In March 2019, a New Jersey appeals court considered whether the state's medical marijuana law excused a funeral home from considering a request for reasonable accommodation from an employee who tested positive for marijuana following an accident (third-party fault) while driving the company hearse. The state's law provides that nothing in the law "shall be construed to require … an employer to accommodate the medical use of marijuana in any workplace."

In that case, Wild v. Carriage Funeral Holdings, Inc., the court held that the New Jersey statute's "refusal to require an employment accommodation" for a medical marijuana user does not mean that employers are "immunized" from obligations already imposed elsewhere. In other words, an employer's general obligation to field and respond to requests for reasonable accommodation doesn't change simply because medical marijuana is at issue. As the court noted, the medical marijuana law "neither created new employment rights nor destroyed existing employment rights." In the end, the matter boiled down to a routine reasonable accommodation analysis.

States have witnessed other recent curveballs. On May 10, 2019, a New York City Council bill prohibiting employers from requiring a prospective worker to submit to drug testing that would detect THC, the active ingredient in marijuana, became law. With exceptions for safety-sensitive jobs and those tied to federal or state contracts, the new law requires New York City employers to overhaul their drug-testing policies, which must be compliant by May 10, 2020.

In May 2019, Illinois Governor J.B. Pritzker announced plans to legalize recreational marijuana in the state beginning in 2020. Legalization of marijuana for recreational use will present employers with additional hurdles as they attempt to implement or enforce drug-testing policies. While employers in safety-sensitive industries and those that contract with the federal government will likely always have latitude to carry out broad drug-testing programs, generally, drug-testing policies are not one-size fits all. They must be constantly re-evaluated in light of the quickly changing medical and recreational marijuana laws.
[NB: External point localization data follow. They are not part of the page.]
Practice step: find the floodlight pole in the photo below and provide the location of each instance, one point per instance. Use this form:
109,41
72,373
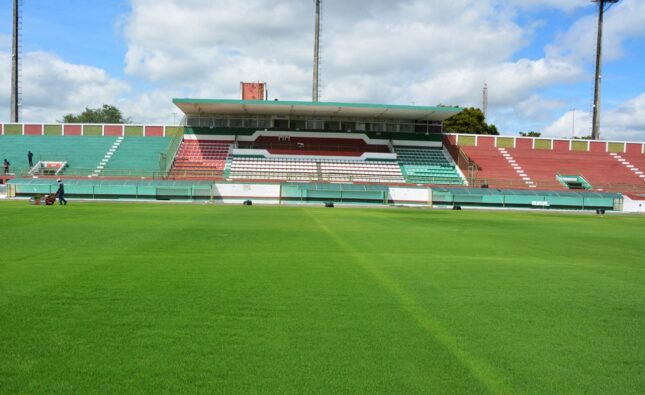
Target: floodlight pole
595,128
314,93
14,66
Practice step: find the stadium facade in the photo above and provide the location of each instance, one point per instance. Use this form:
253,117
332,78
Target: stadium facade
292,151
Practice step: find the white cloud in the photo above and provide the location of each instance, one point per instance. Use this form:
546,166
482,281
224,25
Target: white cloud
625,122
565,5
624,20
53,87
444,52
420,51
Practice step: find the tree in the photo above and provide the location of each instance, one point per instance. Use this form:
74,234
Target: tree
105,114
471,120
530,134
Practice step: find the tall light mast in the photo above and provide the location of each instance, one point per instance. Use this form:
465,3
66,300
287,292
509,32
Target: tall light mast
15,59
314,93
603,5
485,100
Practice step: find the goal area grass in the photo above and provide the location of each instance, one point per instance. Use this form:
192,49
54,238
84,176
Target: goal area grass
122,298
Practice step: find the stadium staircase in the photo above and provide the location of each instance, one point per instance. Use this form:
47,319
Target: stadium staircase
107,157
136,156
83,154
428,166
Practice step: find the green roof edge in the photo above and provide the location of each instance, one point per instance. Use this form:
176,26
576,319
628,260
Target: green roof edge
310,104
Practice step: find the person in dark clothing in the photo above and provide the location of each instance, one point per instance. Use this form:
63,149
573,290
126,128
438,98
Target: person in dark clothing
61,192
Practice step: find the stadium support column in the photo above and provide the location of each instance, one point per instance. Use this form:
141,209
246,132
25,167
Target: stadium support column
14,65
314,93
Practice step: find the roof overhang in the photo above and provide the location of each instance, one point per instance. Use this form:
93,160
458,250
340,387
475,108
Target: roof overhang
206,107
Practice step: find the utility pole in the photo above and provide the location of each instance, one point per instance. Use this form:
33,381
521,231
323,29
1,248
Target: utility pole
314,93
595,128
15,53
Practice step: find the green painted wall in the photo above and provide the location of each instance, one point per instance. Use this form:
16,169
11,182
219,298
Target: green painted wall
174,130
505,142
543,144
616,147
92,130
468,141
53,130
12,129
579,146
133,131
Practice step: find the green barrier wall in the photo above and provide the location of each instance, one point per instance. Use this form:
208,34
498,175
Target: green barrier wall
340,193
525,198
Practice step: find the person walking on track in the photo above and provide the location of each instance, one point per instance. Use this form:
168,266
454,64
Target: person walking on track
61,192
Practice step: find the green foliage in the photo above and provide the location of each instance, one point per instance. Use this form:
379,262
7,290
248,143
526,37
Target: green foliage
470,120
530,134
105,114
148,298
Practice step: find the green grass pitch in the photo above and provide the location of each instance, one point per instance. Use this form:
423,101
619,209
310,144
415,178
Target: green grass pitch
143,298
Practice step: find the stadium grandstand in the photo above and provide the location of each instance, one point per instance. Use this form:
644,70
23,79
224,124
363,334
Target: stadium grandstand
223,145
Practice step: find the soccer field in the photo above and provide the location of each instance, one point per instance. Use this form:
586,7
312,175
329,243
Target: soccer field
122,298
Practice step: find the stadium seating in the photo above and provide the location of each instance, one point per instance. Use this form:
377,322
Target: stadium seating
82,154
197,159
313,146
428,166
522,164
304,169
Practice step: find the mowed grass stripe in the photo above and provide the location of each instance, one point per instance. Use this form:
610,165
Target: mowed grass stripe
482,373
199,298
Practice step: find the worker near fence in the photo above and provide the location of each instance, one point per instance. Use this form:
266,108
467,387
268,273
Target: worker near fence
61,192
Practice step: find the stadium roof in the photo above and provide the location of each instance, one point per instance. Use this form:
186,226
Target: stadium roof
322,109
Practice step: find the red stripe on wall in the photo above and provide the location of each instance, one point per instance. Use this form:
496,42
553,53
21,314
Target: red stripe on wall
113,130
72,130
153,131
597,146
33,130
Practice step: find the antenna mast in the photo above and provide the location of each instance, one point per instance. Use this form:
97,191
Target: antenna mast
314,93
595,128
15,62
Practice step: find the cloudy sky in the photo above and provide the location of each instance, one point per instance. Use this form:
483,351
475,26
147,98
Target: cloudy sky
536,56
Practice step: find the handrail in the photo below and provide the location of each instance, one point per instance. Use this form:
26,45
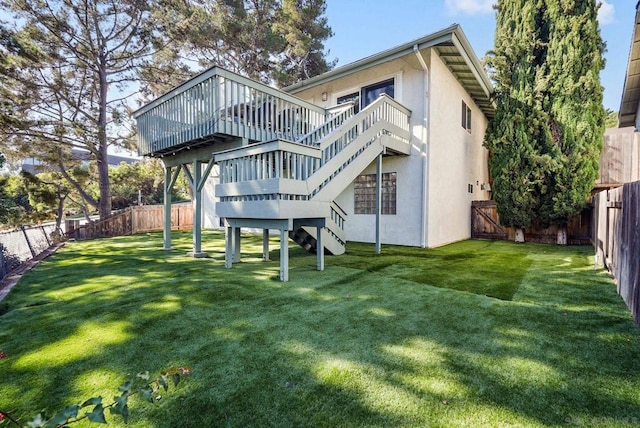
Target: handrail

It is no longer sufficient for employers to rely on general principles of "reasonable accommodation" or even their own common sense regarding drug testing. Employers must assess the applicable state and local medical marijuana laws and become familiar with the requirements and any relevant exceptions so that they can make informed decisions related to employee medical marijuana use.


This article was first published in Employee Benefit News on May 9, 2019. It has since been updated to reflect legislative developments.

This article contains material of general interest and should not be construed as legal advice or a legal opinion on any specific facts or circumstances. Under applicable rules of professional conduct, this content may be regarded as attorney advertising.